Data classification labels your information according to its sensitivity so proportionate controls can apply. The standard approach uses four tiers: public (website content, marketing material), internal (routine communications and policies), confidential (client records, contracts, employee data), and highly confidential (trade secrets, financial transactions, special-category personal data). Labels travel with the data and drive decisions about access, encryption, retention, and which AI systems can read it.
The labels themselves are not new. Large enterprise security frameworks have used them for years. What AI changes is the stakes. When a copilot, chatbot, or automation tool connects to your file storage, email, or CRM, it reads whatever is available. Without classification, “whatever is available” can include client medical histories, employee salary data, or draft board papers. Classification is the instruction set that tells an AI tool which data it is permitted to work with.
Classification can be maintained manually, and for smaller firms with limited AI integrations, a spreadsheet and clear policies may be adequate. Increasingly, though, the labelling itself is done by AI. Proofpoint’s enterprise data-loss prevention platform runs parallel detectors across email, cloud storage, and endpoints, identifying personally identifiable information, health records, payment card data, and source code in real time, then triggering automated protections based on those labels. The classifier does in seconds what would take weeks to do by hand.
Why does it matter for your business?
Without classification, AI tools connected to your systems have no instruction about what they should and should not read. A copilot with access to shared drives surfaces information based on relevance to the query, not sensitivity. Classification is the mechanism for drawing the line: public and carefully selected internal content can feed a third-party AI tool; confidential and highly confidential material cannot.
The regulatory position is clear. The ICO’s UK GDPR guidance requires organisations to identify and classify personal data assets so they can apply appropriate controls, and its AI and data-protection guidance extends those obligations explicitly to AI deployments, requiring data minimisation, purpose limitation, and security to be maintained when training and running AI systems.
In 2020, the ICO fined British Airways £20 million for security failures affecting approximately 400,000 customers’ personal data. Marriott received an £18.4 million fine the same year for failing to protect around 339 million guest records. Neither case involved AI specifically, but both illustrate what regulators expect of organisations running complex systems with sensitive data flowing through them.
For businesses in regulated sectors, the Financial Conduct Authority has made the expectation explicit. Its joint AI Public-Private Forum with the Bank of England identified data lineage and quality as central obligations when deploying AI in credit, trading, or customer-facing contexts. Knowing what data feeds your AI is a conduct obligation.
IBM’s 2023 Cost of a Data Breach report adds the commercial case. Organisations with extensive AI and automation in their security operations had breach costs averaging $1.76 million lower than those with limited use of those capabilities. Classification is foundational to that automation.
Where will you actually meet it?
Many founders first encounter data classification at one of three practical moments: when a security insurer or compliance auditor asks how sensitive data is classified; when a third-party AI platform’s terms of service require specifying what categories of data will be processed; or when a regulator questions how sensitive data is handled in automated workflows.

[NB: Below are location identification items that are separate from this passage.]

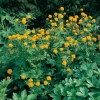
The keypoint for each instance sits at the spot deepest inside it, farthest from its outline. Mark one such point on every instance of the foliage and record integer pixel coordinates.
(64, 50)
(3, 88)
(41, 8)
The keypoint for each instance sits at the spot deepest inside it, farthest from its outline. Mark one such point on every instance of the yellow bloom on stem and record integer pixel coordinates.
(23, 77)
(41, 47)
(53, 24)
(66, 44)
(11, 51)
(83, 39)
(62, 8)
(60, 16)
(33, 45)
(81, 9)
(94, 39)
(93, 20)
(33, 31)
(48, 78)
(30, 84)
(68, 24)
(88, 25)
(30, 80)
(88, 37)
(8, 77)
(37, 83)
(24, 21)
(55, 14)
(16, 20)
(55, 51)
(25, 43)
(9, 71)
(80, 21)
(56, 19)
(70, 18)
(10, 45)
(61, 49)
(45, 82)
(64, 63)
(68, 69)
(49, 16)
(29, 16)
(74, 19)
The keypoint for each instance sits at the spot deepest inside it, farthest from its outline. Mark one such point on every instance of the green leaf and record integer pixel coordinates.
(23, 94)
(31, 97)
(84, 91)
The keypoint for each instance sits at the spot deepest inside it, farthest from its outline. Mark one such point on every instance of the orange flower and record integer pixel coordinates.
(9, 71)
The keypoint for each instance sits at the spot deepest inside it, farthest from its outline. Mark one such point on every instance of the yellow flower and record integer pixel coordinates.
(64, 63)
(83, 39)
(81, 9)
(19, 38)
(68, 38)
(90, 17)
(94, 39)
(30, 84)
(29, 16)
(73, 56)
(25, 43)
(37, 83)
(10, 37)
(24, 21)
(83, 14)
(76, 16)
(33, 45)
(68, 69)
(10, 45)
(45, 82)
(85, 29)
(46, 46)
(66, 44)
(80, 21)
(55, 14)
(47, 32)
(9, 71)
(60, 27)
(56, 19)
(68, 25)
(62, 8)
(41, 47)
(74, 31)
(11, 51)
(74, 19)
(23, 77)
(61, 49)
(93, 20)
(49, 16)
(81, 33)
(55, 51)
(30, 80)
(88, 37)
(33, 31)
(53, 24)
(60, 16)
(48, 78)
(88, 25)
(15, 87)
(16, 20)
(68, 52)
(70, 18)
(8, 77)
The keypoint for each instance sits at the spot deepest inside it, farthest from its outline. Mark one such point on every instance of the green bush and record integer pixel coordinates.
(37, 59)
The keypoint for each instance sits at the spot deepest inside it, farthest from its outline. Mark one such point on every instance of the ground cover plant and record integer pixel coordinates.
(59, 62)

The EU AI Act has created a fourth moment. Under Article 6 and Annex III, AI systems used for credit scoring, employment decisions, or access to essential services are classified as high-risk, and the compliance obligations for those systems include risk management, data governance, and logging. All of those obligations assume the organisation can identify which datasets feed which AI application and whether those datasets include special categories of personal data. Tools like Atlan’s AI Application Risk Classifier already use this framework to score AI applications by regulatory risk, requiring classified metadata as an input.

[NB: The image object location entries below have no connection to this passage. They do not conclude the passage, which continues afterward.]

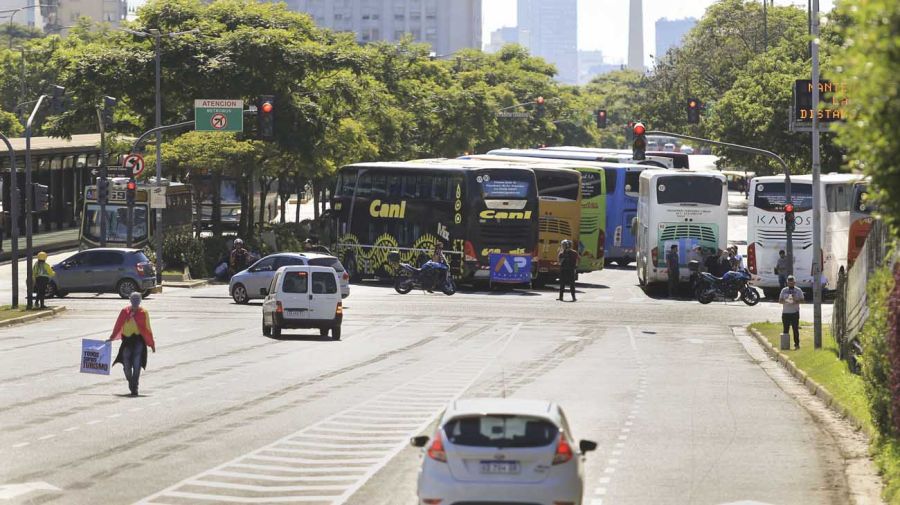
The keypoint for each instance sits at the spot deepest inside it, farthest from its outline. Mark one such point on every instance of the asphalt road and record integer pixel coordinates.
(680, 410)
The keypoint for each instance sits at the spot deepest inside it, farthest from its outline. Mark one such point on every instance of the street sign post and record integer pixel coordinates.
(217, 115)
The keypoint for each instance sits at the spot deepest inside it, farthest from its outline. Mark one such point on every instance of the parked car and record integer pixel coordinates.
(245, 285)
(104, 270)
(502, 450)
(303, 297)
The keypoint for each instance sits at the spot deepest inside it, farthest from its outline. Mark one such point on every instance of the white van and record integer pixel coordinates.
(303, 297)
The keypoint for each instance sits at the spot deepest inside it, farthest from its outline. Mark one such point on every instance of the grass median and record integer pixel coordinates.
(824, 367)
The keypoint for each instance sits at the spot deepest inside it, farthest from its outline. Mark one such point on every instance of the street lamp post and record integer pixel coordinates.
(157, 36)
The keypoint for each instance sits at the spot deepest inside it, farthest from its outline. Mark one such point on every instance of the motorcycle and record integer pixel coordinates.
(436, 275)
(733, 285)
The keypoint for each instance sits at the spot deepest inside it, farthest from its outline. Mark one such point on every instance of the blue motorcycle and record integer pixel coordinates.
(731, 286)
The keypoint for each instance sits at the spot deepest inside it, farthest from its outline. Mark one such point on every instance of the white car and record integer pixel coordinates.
(303, 297)
(245, 285)
(502, 450)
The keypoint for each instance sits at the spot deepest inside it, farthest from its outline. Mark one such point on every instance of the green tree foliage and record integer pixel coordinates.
(870, 62)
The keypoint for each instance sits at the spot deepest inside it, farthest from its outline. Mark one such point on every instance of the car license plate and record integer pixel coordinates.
(500, 467)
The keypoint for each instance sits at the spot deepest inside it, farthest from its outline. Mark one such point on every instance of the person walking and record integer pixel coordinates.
(790, 300)
(672, 269)
(782, 269)
(568, 263)
(133, 328)
(42, 273)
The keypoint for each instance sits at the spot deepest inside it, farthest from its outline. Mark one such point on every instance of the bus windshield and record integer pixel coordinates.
(689, 189)
(770, 196)
(116, 223)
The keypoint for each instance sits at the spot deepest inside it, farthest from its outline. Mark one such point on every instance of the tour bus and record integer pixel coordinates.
(860, 220)
(621, 181)
(410, 206)
(592, 225)
(766, 234)
(176, 216)
(683, 208)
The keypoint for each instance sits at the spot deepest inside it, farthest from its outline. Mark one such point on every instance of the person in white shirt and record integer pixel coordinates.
(790, 299)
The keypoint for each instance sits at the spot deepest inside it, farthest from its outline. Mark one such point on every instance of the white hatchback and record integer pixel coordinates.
(502, 450)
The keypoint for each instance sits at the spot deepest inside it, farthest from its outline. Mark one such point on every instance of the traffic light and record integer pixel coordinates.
(693, 111)
(265, 116)
(40, 197)
(789, 220)
(102, 190)
(130, 190)
(109, 105)
(639, 146)
(601, 118)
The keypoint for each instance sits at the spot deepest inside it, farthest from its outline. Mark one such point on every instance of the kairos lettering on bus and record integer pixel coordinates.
(390, 210)
(503, 214)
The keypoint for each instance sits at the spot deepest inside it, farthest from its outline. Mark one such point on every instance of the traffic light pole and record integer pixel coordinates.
(789, 246)
(13, 220)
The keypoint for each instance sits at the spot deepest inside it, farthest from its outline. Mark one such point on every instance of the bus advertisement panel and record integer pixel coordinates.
(680, 208)
(409, 207)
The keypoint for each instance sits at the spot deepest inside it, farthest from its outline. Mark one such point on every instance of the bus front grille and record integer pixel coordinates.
(550, 224)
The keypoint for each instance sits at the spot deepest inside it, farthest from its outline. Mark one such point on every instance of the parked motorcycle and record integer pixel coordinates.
(731, 286)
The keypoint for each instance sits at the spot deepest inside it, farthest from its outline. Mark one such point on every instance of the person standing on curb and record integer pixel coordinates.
(42, 272)
(568, 262)
(133, 327)
(790, 300)
(672, 269)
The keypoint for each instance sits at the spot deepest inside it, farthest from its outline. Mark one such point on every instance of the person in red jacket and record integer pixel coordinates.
(133, 327)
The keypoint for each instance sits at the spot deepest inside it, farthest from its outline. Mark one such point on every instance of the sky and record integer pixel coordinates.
(603, 24)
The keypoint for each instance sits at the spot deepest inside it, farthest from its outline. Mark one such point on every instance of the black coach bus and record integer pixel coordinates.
(410, 206)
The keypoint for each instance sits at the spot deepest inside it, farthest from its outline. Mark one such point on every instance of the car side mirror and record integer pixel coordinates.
(587, 446)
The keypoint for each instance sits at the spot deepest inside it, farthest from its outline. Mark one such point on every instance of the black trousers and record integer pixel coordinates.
(566, 279)
(40, 289)
(792, 321)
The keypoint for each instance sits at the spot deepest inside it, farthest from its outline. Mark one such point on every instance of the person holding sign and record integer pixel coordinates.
(133, 327)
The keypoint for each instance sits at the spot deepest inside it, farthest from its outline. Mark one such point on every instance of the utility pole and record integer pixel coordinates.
(817, 193)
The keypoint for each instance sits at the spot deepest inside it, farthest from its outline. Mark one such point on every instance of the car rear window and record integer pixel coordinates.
(327, 262)
(295, 282)
(501, 431)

The Capita cyber incident in 2023 illustrated the consequence of the alternative. The Pensions Regulator confirmed that personal data from up to 90 pension schemes may have been exposed following the breach, with risk commentary pointing to the difficulty of protecting large volumes of unstructured, poorly labelled data held in legacy systems. NCSC’s 2023 Annual Review identified ransomware as the most significant cyber threat to UK businesses and recommended tight classification of sensitive data as a core mitigation, precisely because unclassified data is the easiest to exfiltrate.

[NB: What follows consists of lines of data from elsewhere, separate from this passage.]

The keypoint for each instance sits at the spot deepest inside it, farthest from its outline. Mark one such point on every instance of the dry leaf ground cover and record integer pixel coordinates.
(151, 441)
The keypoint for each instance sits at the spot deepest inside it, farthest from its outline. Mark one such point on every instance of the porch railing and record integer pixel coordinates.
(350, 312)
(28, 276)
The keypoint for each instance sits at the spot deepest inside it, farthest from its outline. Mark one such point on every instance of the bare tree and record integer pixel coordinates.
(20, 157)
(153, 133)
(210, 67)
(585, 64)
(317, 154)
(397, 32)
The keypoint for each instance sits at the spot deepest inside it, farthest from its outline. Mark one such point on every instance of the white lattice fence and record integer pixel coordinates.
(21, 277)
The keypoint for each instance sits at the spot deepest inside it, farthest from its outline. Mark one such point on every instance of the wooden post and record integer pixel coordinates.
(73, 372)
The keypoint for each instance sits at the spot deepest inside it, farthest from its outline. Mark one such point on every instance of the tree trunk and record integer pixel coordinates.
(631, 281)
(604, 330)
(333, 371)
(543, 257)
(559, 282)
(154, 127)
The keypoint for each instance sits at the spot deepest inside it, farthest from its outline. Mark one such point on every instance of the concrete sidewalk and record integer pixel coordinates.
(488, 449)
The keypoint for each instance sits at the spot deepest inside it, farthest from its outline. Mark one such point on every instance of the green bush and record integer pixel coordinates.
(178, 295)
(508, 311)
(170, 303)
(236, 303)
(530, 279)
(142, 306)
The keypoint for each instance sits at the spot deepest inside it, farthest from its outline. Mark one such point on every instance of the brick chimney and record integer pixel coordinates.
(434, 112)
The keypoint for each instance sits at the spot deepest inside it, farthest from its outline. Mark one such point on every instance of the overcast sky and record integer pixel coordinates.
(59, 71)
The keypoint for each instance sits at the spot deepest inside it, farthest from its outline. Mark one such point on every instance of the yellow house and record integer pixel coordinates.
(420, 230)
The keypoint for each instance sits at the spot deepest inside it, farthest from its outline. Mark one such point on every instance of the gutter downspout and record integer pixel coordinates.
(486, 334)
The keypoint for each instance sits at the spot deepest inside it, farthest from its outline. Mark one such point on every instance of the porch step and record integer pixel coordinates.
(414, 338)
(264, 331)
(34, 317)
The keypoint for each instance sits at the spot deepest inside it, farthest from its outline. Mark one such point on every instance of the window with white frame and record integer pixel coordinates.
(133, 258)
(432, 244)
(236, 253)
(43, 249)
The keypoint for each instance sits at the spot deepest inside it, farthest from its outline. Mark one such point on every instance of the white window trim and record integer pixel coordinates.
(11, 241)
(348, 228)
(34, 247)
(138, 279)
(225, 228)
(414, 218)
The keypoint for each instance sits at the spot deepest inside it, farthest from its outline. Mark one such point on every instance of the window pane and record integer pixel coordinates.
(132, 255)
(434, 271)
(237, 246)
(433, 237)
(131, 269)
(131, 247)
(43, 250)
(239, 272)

Classification also creates operational benefit beyond risk reduction. Knostic, a data security firm, cites industry research showing that organisations which master unstructured data classification cut preparation time for new AI workloads by more than half. Once your data is labelled, connecting a new AI tool becomes a policy decision rather than a discovery exercise.
When does classification deserve investment, and when do basic controls suffice?
The size of your AI footprint determines how urgently classification deserves attention. If a copilot, chatbot, or automation tool connects to any system holding client records, employee data, financial information, or legally privileged material, classification should happen before the deployment goes live, not after. The question at that point is whether to do it manually or to invest in an automated tool.
For a small firm running standard office tools with no external AI integrations, basic access controls, role-based permissions, and staff training on what not to paste into a public AI system may deliver adequate risk reduction without a dedicated classification tool.
The picture shifts once any of these conditions applies: you are in a regulated sector; you are connecting AI tools to client-facing or operational data; you are building a knowledge base that AI systems will query; or you are processing special-category personal data under GDPR. In those situations, classification is the governance layer that everything else depends on.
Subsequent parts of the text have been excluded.